The two-day 18th South Asian Association for Regional Cooperation (SAARC) Summit began in Kathmandu on Wednesday with a call to undertake collective efforts by all the SAARC nations to combat terrorism in the region.
Nepalese Prime Minister Sushil Koirala inaugurated the SAARC Summit at the City Hall (Rashtriya Sabha Griha), Bhrikuti Mandap in Kathmandu.
"Deeper integration for peace and prosperity" has been chosen as the theme for the Summit.
This is the third time that Nepal is hosting SAARC Summit after January 2002 and November 1987. This Summit is the most important diplomatic gathering in Nepal after it became a secular republic in 2008.
Earlier, the heads of state and governments adopted the agenda of the 18th SAARC Summit conference presented by SAARC Chairperson President Abdulla Yameen Abdul Gayoom.
The outgoing chairperson Abdulla Yameen handed over the gavel to the newly elected chairperson, Prime Minister Koirala who took over the chairmanship of SAARC amid applause for the good role that Maldives played in steering SAARC in the past three years. Following this, Pakistani Prime Minister Nawaz Sharif, Sri Lankan President Mahinda Rajapaksa, Afghanistan President Mohammad Ashraf Ghani, Bangladesh Prime Minister Sheikh Hasina, Bhutanese Prime Minister Lyonchhen Tshering Tobgay, Indian Prime Minister Narendra Modi and Maldivian President Abdulla Yameen addressed the summit conference.
The inaugural function was participated by nine representatives from SAARC observer countries - Australia, China, Iran, Japan, South Korea, Mauritius, Myanmar, USA and the EU.
"Terrorism is our common enemy and South Asia is the worst victim of it. Terrorism of all forms and manifestations infuriates extremism and religious fundamentalism and undermines peace and stability.
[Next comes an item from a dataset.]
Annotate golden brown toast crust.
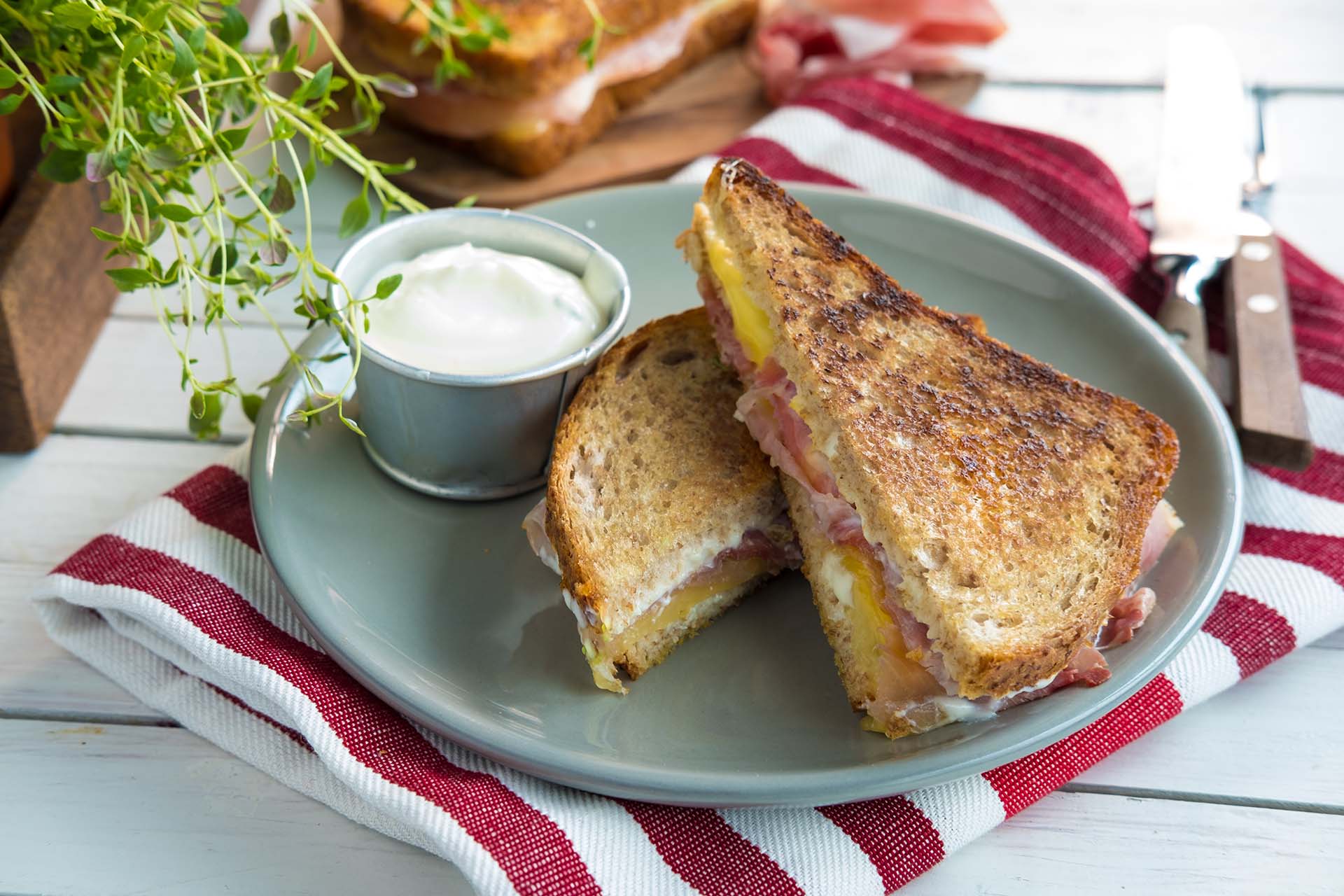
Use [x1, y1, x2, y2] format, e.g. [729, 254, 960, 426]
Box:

So we should take measures collectively and unequivocally to combat terrorism," Nepalese Prime Minister said while addressing the inaugural session of the Summit.
Koirala sought cooperation of the SAARC nations to maintain peace and stability in his country.
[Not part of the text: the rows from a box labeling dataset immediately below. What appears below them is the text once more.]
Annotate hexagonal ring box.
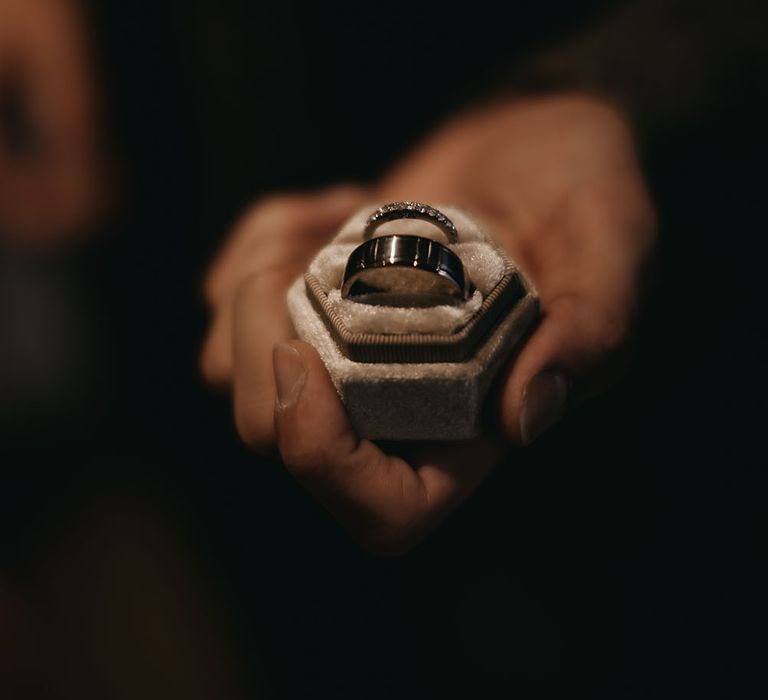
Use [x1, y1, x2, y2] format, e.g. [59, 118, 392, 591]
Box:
[287, 203, 539, 440]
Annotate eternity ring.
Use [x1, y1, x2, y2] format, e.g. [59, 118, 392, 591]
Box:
[363, 202, 459, 243]
[341, 234, 472, 306]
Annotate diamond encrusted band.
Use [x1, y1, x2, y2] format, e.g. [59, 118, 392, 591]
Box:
[363, 201, 459, 243]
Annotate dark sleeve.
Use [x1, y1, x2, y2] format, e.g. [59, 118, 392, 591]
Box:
[495, 0, 768, 133]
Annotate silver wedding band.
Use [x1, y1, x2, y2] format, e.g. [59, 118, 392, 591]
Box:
[341, 234, 472, 306]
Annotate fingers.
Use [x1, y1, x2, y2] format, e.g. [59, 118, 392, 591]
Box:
[200, 186, 365, 388]
[501, 297, 629, 445]
[274, 341, 498, 554]
[205, 185, 366, 307]
[230, 268, 299, 454]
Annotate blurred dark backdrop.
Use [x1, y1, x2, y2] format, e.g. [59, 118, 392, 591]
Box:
[0, 0, 768, 698]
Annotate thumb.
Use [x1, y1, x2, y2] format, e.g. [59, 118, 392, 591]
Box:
[273, 340, 430, 553]
[500, 297, 629, 445]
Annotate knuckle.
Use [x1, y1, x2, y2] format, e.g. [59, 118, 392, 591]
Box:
[199, 331, 232, 387]
[235, 400, 275, 455]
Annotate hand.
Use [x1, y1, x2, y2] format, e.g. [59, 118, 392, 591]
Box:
[203, 96, 655, 554]
[0, 0, 100, 245]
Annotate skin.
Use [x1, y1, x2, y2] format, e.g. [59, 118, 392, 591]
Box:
[202, 94, 656, 555]
[0, 0, 103, 247]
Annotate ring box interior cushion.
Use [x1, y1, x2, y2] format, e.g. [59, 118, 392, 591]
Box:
[288, 205, 538, 440]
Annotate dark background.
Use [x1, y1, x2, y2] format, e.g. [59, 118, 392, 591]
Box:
[0, 0, 768, 698]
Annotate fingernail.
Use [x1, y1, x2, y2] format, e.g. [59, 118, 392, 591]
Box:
[520, 370, 568, 445]
[272, 343, 307, 411]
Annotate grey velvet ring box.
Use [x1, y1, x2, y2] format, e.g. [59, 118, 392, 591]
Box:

"I also believe that if we can light up each other's towns and villages, we can build a brighter tomorrow for our region," Modi said at the two-day SAARC summit.
He noted, "India has huge trade surplus with SAARC countries. I believe that this is neither right nor sustainable."
"Let's all make our procedures simple, our facilities better, our standards common and our paper work less burdensome," he said.
Nawaz Sharif called on the SAARC member states to fight to resolve common problems like poverty, rather than fighting against each other.
He underscored Pakistan's high prioritisation of SAARC, adding that it epitomised the aspirations of the peoples of the region to advance peace, progress and prosperity.
The SAARC officials are likely to finalise three regional-level deals - SAARC Agreement on Motor Vehicles, SAARC Agreement on Railway Service and SAARC Framework Agreement on Energy Cooperation.
The concluding session of the Summit will be held at the City Hall today when Kathmandu Declaration will be declared and at least one regional agreement is expected to be signed.
The motor vehicles agreement will pave the way for regular vehicles to ply on the roads of member states on a reciprocal basis, while the railway deal will open avenues for railway connectivity in the region.
The proposed Energy Cooperation agreement aims at trading electricity from one country to another and erecting trans-boundary power grids. Pakistan is yet to finalise all procedures at home for the energy deal on the excuse that they are not ready for implementation of an agreement.
The SAARC is an economic and geopolitical organisation of eight countries that are primarily located in South Asia.
SAARC was formed in 1985 with seven member states, Bangladesh, Bhutan, India, Nepal, Maldives, Pakistan and Sri Lanka. In 2007, Afghanistan became its eighth member state.
The regional political and economical cooperation in South Asia was first floated in 1980 and the first summit was held in Dhaka on December 8 in 1985, when the organisation was established by the governments of Bangladesh, Bhutan, India, the Maldives, Nepal, Pakistan and Sri Lanka.